Then it occurred to Eliza that Rainer had visited the cage that last evening to see Peter asleep. She averted her head.
Beside Peter’s bed, Rainer’s father was talking in a low voice. “What it is, I don’t know, but now I understand my son. I am very close to him now, very close. An animal like this reveals himself very clearly when he’s asleep. It is not as if Peter were grieving at being far from his tropical forest, without brothers or sisters, alone in an artificial existence. He has amusements, of course, he has everything possible. But everything possible is only a substitute and no substitute can ever make up to him for nature.”
Eliza’s eyes flew open.
“He can’t tell you what he lacks, poor speechless Peter,” Rainer’s father continued, turning to her. “He can’t explain it even to himself. But he feels that the most important thing of all is lacking. What I call—I heard it first from my son—the roots of his existence. The nourishing sources of his vital energies are lacking.”
Eliza shrugged her shoulders. “Your son was a dear fellow, a very dear fellow, but he was always extravagant.”

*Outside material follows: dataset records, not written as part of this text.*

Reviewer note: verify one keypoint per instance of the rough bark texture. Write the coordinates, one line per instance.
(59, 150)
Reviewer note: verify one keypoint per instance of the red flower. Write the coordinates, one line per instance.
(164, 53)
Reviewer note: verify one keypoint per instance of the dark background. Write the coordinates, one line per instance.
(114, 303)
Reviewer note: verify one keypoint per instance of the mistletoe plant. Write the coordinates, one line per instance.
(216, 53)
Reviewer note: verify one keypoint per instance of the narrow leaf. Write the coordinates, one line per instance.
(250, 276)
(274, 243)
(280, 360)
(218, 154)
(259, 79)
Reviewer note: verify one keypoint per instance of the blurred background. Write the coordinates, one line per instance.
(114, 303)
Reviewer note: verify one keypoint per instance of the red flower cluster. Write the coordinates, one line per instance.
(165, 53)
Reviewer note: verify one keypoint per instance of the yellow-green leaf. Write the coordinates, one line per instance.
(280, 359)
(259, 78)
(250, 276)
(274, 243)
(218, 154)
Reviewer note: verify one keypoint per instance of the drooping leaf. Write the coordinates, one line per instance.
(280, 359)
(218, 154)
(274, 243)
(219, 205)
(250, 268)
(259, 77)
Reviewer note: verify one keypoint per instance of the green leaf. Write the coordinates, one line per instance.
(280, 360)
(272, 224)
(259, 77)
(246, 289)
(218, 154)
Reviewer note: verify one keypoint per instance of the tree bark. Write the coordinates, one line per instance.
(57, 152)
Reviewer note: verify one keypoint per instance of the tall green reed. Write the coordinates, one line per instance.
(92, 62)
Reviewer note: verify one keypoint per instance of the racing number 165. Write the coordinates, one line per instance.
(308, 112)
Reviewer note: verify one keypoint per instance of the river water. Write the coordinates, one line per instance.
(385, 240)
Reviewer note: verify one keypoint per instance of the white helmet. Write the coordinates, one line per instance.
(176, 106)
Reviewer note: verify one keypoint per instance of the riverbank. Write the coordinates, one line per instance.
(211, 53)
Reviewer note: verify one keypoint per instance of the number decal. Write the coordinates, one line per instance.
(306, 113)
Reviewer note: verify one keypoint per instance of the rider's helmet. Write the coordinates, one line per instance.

“You are right!” his father agreed. “You are right! The rest of us always call a soul like Rainer’s extravagant.” He began to soliloquize. “But everything noble, everything merciful, every liberating force was brought into the world by people who were extravagant just as you were extravagant, my Rainer! Where would the world be today were it not for the people we call extravagant? Can you deny,” he asked, touching her arm with a finger she barely felt, “that the premonition of an early death is hovering over this chimpanzee? Can you deny that this chimpanzee has submitted with perfect gentleness, with infinite patience, with a resignation of which few humans would have been capable?”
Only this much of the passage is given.